Why we're here:
This blog is to highlight the unjust persecution of legitimate non-TV users at the hands of TV Licensing. These people do not require a licence and are entitled to live without the unnecessary stress and inconvenience caused by TV Licensing's correspondence and employees.

If you use equipment to receive live broadcast TV programmes, or to watch or download on-demand programmes via the BBC iPlayer, then the law requires you to have a licence and we encourage you to buy one.

If you've just arrived here from a search engine, then you might find our Quick Guide helpful.

Tuesday, 7 April 2009

Be Afraid. Be Very Afraid. Undercover Detector Vans On Patrol.

Despicable an organisation as TV Licensing is you've just got to love the effrontery of their advertising campaigns.

No other organisation in the world would have the arrogance - an apparent legal immunity - to publish such fabricated nonsense.

Another laughable tit bit of TVL propaganda appeared the other day, with the announcement that they'll be patrolling the streets of Britain with new undercover detector vans.

Quite how you can make empty vans appear less empty is beyond me, but I'm sure TVL have discovered some sort of secret new detector van paint. No doubt it's a paint so secret that even the people filling the tins - who work in isolation from the outside world - don't know what colour it actually is.

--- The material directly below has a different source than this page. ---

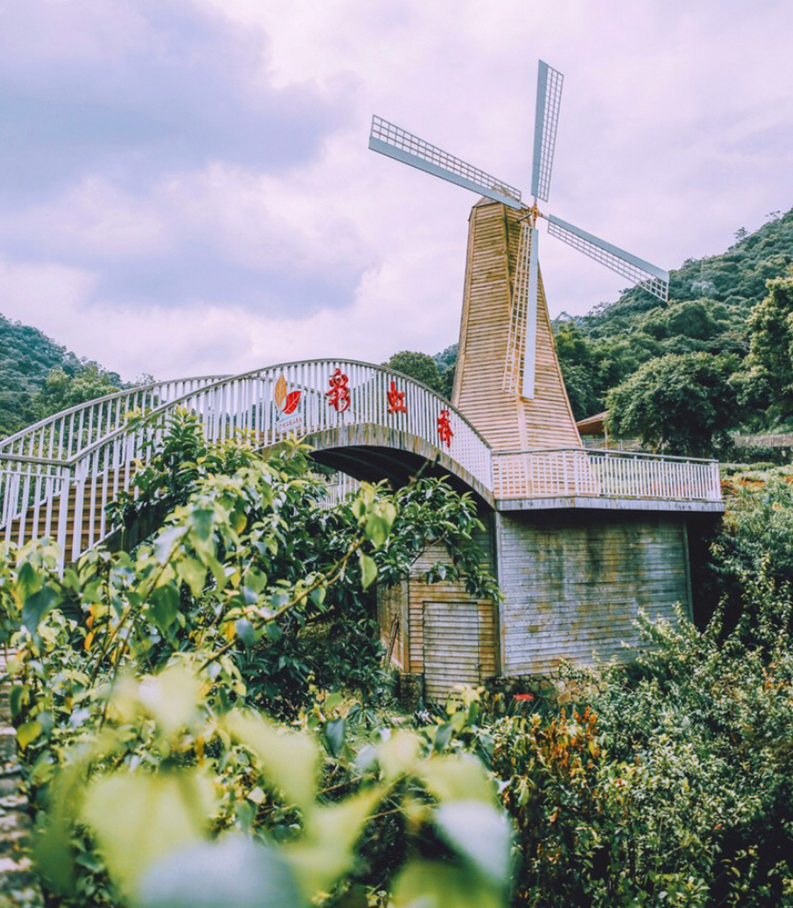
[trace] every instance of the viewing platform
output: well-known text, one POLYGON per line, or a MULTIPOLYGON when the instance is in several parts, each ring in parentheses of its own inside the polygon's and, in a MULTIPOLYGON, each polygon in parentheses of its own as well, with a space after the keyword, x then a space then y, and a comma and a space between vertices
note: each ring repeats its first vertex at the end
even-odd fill
POLYGON ((724 510, 716 460, 582 448, 492 457, 496 510, 724 510))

A spokesman for TV Licensing said: "The new vans look just like any other van in the street. There used to be an urban myth that the aerials on our vans were dummies and didn't actually work - but the latest ones certainly do."

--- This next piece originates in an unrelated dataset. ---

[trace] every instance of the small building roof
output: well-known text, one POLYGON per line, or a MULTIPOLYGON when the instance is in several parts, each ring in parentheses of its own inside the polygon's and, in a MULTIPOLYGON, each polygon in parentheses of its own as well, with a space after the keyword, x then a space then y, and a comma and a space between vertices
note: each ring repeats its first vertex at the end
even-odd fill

Indeed they work so well that the Information Commissioner recently agreed that if the BBC revealed accurate information about their detector van fleet it would "change the public's perception of their effectiveness."

Or, in plain English, the public would very quickly become aware of how ineffective (if existent) the equipment actually was.

1 comment:

Anonymous said...

"A spokesman for TV Licensing said: "The new vans look just like any other van in the street. There used to be an urban myth that the aerials on our vans were dummies and didn't actually work - but the latest ones certainly do.""

Well, that confirms it: the vans from the past were dummies, or the spokesman would have phrased that differently. His use of "but" shows that the conditions have changed, and as he is trying to say the detector vans work now, we can only conclude that in the past they did not.

And considering they lied about TV detection in the past, they are probably lying now too.

With CRT based TVs I should think that theoretically the X-Rays generated by the electron beam striking the screen would have been detectable. These days though, many TVs are flat panels, and work differently to CRTs. They do not give off a signal that would be unique to the device: flat panel TVs are the same tech as flat panel computer monitors (much more similar than CRT TVs and CRT computer monitors ever were), and even the light in flat panel TVs is just a fluorescent lamp - not massively different from CFL energy saving bulbs, or long fluorescent tubes.

The bits and pieces in modern TVs may kick out electromagnet radiation that is detectable, but there are so many similar pieces of tech these days that discerning what comes from a TV and what doesn't would be economically non-viable. Hence their reliance on their database and threatening letters. The patterns of signals from a CRT TV may have been discernible from a CRT computer monitor, due to things like screen refresh rates and number of lines on the display, but was this tech ever available to groups less than military signals intelligence, NSA, MI5, GCHQ, etc.? Probably not, due to the lack of confirmed people caught without a licence by a detector van in the past.

What I find most offensive about the TV licensing is that the TV licensing company is the only company that is allowed to advertise on the BBC. One reason I find paying the TV license acceptable is because it allows some channels and radio stations have no commercial advertising, but the licensing adverts exception make my justification moot.


A bunch of for-profit private companies that are allowed to advertise on the BBC. The adverts should be on the commercial channels: you need to have a TV licence to watch those too.